Es gibt Kinder, die malen Bilder. Aber es gibt auch Kinder, die sehen sich viel lieber Bilder an. Keine gerahmten Bilder zu Hause an der Wand oder echte Gemälde in Museen, sondern Bilder vom Fernseher oder Computer. Hauptsächlich bewegte Bilder, also Filme, aber auch Handy-Fotos oder Fotos von der Digitalkamera.
Auch Johannes liebte Filme und digitale Bilder über alles. Seine größte Leidenschaft waren unheimliche Abenteuer-Filme oder phantastische Geschichten auf DVD oder auch altertümliche Science-Fiction-Videos seiner Eltern. Er drehte auch selbst so manches Filmchen mit der Digitalkamera seines Vaters. Am liebsten machte er dies unbemerkt von seiner Umgebung. Ob Tante Charlotte auf Mutters Geburtstagsfeier sich mit der Kuchensahne bekleckerte oder Papa am Abend weinbeschwipst Oliven mit der Kuchengabel zu fangen suchte, stets fand er einen lustigen Anlass zu filmen oder auch nur Schnappschüsse zu machen.

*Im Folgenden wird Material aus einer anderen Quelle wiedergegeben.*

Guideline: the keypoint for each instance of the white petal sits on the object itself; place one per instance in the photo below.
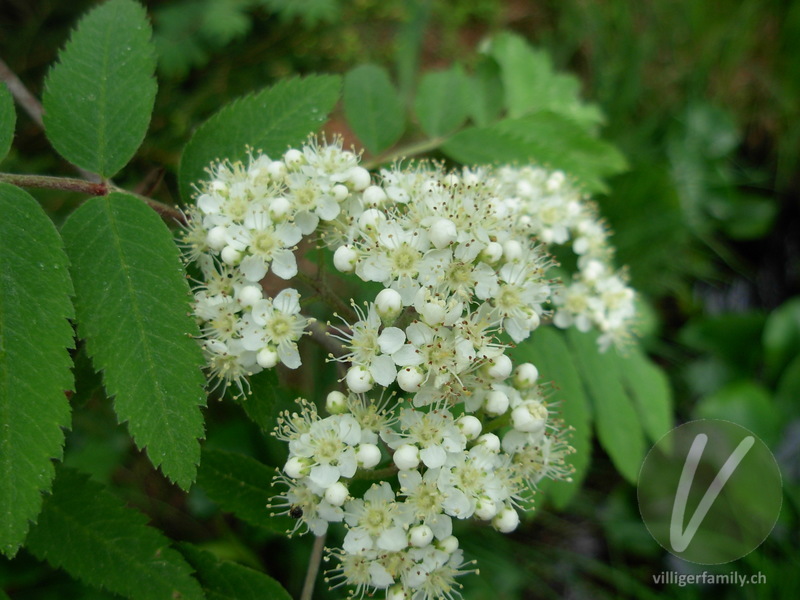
(383, 370)
(391, 340)
(254, 268)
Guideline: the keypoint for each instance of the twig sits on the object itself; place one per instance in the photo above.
(67, 184)
(313, 567)
(319, 333)
(405, 152)
(21, 94)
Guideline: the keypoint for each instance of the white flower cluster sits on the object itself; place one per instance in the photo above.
(553, 210)
(460, 261)
(401, 540)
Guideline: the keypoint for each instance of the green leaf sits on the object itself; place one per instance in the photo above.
(240, 485)
(8, 118)
(373, 107)
(441, 103)
(545, 138)
(231, 581)
(485, 97)
(260, 403)
(99, 97)
(532, 85)
(271, 120)
(35, 332)
(551, 355)
(649, 388)
(618, 428)
(92, 535)
(133, 310)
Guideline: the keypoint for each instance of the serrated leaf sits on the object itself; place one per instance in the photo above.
(531, 84)
(35, 333)
(649, 388)
(99, 97)
(92, 535)
(441, 103)
(618, 428)
(545, 138)
(8, 118)
(549, 352)
(241, 485)
(373, 107)
(231, 581)
(271, 120)
(485, 98)
(132, 302)
(260, 403)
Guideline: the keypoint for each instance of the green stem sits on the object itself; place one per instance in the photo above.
(313, 567)
(405, 152)
(90, 188)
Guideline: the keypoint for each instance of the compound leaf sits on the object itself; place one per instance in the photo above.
(241, 485)
(99, 97)
(35, 333)
(230, 581)
(132, 302)
(270, 121)
(8, 118)
(373, 107)
(93, 536)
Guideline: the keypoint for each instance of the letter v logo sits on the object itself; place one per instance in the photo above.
(680, 539)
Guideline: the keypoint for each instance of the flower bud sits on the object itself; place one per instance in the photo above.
(249, 295)
(216, 238)
(420, 536)
(389, 305)
(485, 509)
(336, 403)
(442, 232)
(374, 196)
(410, 379)
(230, 255)
(406, 457)
(267, 357)
(470, 426)
(525, 375)
(529, 417)
(337, 493)
(500, 367)
(496, 403)
(296, 467)
(359, 379)
(359, 177)
(368, 455)
(506, 520)
(344, 259)
(490, 441)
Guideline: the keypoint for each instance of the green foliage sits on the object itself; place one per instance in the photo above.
(270, 121)
(8, 118)
(373, 107)
(240, 485)
(230, 581)
(544, 138)
(35, 306)
(441, 103)
(531, 85)
(618, 428)
(549, 351)
(89, 533)
(132, 306)
(99, 97)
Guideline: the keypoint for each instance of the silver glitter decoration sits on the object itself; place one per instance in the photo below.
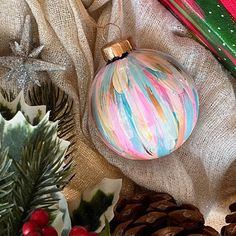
(24, 65)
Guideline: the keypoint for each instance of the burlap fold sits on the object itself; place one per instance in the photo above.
(199, 172)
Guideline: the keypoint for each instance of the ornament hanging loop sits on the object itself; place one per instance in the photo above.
(107, 25)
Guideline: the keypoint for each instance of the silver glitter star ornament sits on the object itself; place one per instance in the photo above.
(24, 65)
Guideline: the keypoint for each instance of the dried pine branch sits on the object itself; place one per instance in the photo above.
(60, 106)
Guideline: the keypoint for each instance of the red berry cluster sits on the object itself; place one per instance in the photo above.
(81, 231)
(38, 225)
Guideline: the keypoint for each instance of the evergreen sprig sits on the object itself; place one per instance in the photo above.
(6, 189)
(38, 175)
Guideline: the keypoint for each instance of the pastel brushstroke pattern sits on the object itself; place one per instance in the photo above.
(143, 105)
(213, 22)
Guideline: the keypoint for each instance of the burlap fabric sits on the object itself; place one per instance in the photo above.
(201, 171)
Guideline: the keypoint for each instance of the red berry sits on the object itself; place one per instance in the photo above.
(93, 234)
(29, 227)
(34, 233)
(79, 231)
(49, 231)
(40, 216)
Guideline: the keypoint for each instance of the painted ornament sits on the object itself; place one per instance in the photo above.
(142, 102)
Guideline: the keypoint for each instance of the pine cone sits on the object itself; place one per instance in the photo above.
(157, 214)
(230, 229)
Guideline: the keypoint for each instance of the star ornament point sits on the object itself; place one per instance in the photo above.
(25, 64)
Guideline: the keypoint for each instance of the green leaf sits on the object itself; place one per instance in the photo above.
(97, 204)
(38, 161)
(106, 230)
(6, 189)
(62, 222)
(8, 109)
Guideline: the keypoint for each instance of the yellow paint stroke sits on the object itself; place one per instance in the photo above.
(156, 104)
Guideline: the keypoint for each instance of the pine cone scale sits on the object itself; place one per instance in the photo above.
(157, 214)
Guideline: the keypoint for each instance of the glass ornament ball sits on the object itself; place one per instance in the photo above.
(142, 103)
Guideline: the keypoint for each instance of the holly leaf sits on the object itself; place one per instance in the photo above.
(33, 114)
(97, 205)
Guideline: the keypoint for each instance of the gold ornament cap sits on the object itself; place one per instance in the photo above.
(117, 48)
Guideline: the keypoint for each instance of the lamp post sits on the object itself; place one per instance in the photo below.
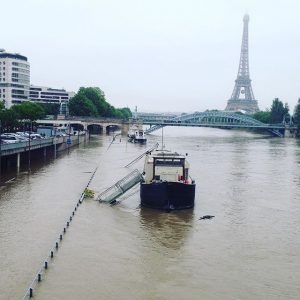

Johannes wohnte seit Kurzem mit seinen Eltern und seiner kleinen Schwester in einem neuen Reihenhaus. Der kleine Garten hinter dem Haus bestand nur aus einer frisch eingesäten Rasenfläche vor der Terrasse. Aber die Eltern hatten sich Mühe gegeben, den Kindern dort alles schnell so einzurichten, wie es fast einem richtigen Spielplatz entsprach. So stand mitten drin eine gelb-blaue Plastik-Schaukel neben einem Sandkasten, auch ein Plastik-Spielhaus mit rotem Dach hatte der Vater errichtet.
Eben bunt und vor allem lebendig sollte es sein, das Bild, das der Vater von Haus, Garten und Familie Anderen gemacht hatte.
Als eines Nachts am Heiligabend der bunt geschmückte Weihnachtsbaum in Flammen aufging, versuchten Mama und Papa aufgeregt den Brand mit Wasser und Decken zu löschen. Und es gelang – der Schreck aber war groß, das Wohnzimmer durchnässt und überall schmückten schwarze Rußteilchen Wände und Möbel. Ich weiß es genau, denn Johannes hatte alles mit seiner neuen Handykamera gefilmt.